As was the very different Revelation and Fall (1966) – one of the composer’s most uncompromising and intense works of that period. The eponymous poem by Georg Trakl – with its images of corpses, nuns, blood and death – invites an expressive overkill that Maxwell Davies embraces but also tempers through subtle deployment of canonic techniques, as also the seamless emergence of instrumental interludes that reflect upon or anticipate the setting. It is this instilling of a compositional distance that makes the piece much more than a neo-Expressionist foray into darker emotions. Lucy Shelton encompassed its extremes of delicacy and abrasion with her customary flair, with the moment when the megaphone makes its climactic appearance being played for all its theatrical and histrionic worth.

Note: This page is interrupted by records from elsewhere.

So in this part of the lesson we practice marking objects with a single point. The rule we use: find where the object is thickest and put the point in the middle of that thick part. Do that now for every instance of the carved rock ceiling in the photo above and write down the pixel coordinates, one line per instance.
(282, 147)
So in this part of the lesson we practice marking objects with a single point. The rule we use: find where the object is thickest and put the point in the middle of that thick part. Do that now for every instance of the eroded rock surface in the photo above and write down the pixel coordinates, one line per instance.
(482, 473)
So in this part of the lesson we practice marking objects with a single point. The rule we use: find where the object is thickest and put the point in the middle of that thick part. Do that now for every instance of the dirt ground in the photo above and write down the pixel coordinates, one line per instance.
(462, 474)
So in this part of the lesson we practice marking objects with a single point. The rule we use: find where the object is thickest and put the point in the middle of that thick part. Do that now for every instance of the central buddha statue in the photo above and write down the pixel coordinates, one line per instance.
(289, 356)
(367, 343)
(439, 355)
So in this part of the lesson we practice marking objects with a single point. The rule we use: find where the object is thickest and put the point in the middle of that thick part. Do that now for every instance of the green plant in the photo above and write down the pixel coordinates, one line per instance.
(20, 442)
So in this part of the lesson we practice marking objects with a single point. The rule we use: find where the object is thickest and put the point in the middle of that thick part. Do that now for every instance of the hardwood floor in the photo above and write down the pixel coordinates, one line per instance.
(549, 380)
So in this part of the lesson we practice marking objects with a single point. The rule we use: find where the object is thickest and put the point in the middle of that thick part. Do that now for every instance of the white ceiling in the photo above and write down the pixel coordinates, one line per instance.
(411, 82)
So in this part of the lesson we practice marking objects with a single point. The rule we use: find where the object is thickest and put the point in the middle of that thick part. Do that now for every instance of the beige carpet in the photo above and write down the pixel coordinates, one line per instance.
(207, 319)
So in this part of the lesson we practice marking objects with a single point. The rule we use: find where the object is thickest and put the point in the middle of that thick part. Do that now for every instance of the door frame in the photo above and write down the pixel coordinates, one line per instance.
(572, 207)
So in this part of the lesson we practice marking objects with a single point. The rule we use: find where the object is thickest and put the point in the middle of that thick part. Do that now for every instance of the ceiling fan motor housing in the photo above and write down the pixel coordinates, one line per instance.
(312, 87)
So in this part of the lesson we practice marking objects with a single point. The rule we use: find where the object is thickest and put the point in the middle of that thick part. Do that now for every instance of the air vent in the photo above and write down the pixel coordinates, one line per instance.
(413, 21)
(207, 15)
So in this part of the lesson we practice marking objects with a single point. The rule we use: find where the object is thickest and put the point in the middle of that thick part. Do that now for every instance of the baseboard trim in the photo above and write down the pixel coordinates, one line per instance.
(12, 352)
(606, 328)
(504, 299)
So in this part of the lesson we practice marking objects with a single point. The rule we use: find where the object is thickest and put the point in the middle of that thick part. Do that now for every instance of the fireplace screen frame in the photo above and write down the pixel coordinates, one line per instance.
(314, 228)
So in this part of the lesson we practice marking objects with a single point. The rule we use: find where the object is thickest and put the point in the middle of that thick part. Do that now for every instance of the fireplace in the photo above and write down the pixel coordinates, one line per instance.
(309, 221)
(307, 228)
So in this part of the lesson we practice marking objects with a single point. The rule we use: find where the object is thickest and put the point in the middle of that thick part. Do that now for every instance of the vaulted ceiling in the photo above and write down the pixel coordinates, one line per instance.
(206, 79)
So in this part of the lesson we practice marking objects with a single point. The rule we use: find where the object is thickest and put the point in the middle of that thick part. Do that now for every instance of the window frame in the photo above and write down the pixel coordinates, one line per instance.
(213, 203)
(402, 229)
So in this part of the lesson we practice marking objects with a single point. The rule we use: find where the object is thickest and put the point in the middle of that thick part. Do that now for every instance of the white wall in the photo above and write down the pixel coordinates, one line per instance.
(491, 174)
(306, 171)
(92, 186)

If Blind Man’s Buff (1972) has worn less well, this is because its musical content is less focused in the presentation of an admittedly elusive complex of ideas and images. Even so, this masque (which memory recalls as the only Maxwell Davies work conducted by Pierre Boulez) treads an appropriately fine line between morality and farce (as does Georg Büchner’s play “Leonce und Lena”, from whose final scene the scenario derives). Its translucent textures are a persuasive medium, moreover, for the song-and-dance routines by which King and Jester discover their identities – however illusory – and to which roles the pure-toned Claire Booth and wittily sardonic Lucy Shelton were well matched.
A constant in Maxwell Davies’s music has been the use of plainchant as motivic basis for instrumental commentaries of often symphonic scope. Sometimes the result has been less impressive than the means through which it has taken shape, but De Assumtione Beatae Maria Verginis (2002) is one of the most engrossing of such recent large-scale works. The title comes from a 13th-century lives of the saints and the ‘theme’ itself relates to the Feast of the Assumption: Maxwell Davies builds a substantial structure on its rhythmic and harmonic premises – conflating, as he has done frequently in the past, the inherent dynamic of sonata- and symphonic-form so that contrasts in mood and pace articulate the larger span; one which culminates in stark brass recitatives and an inward final adagio.
The work was finely played by the London Sinfonietta, and conducted by Oliver Knussen with a sure sense of where the piece was headed even when its generative melodic line seems only to be inferred. In an insert to the programme book, Knussen paid tribute to the role of Maxwell Davies as mentor in his own formative years as a composer: the expertise and sheer commitment of the performances heard here left one in no doubt that the debt, if such it can be called, was being amply repaid.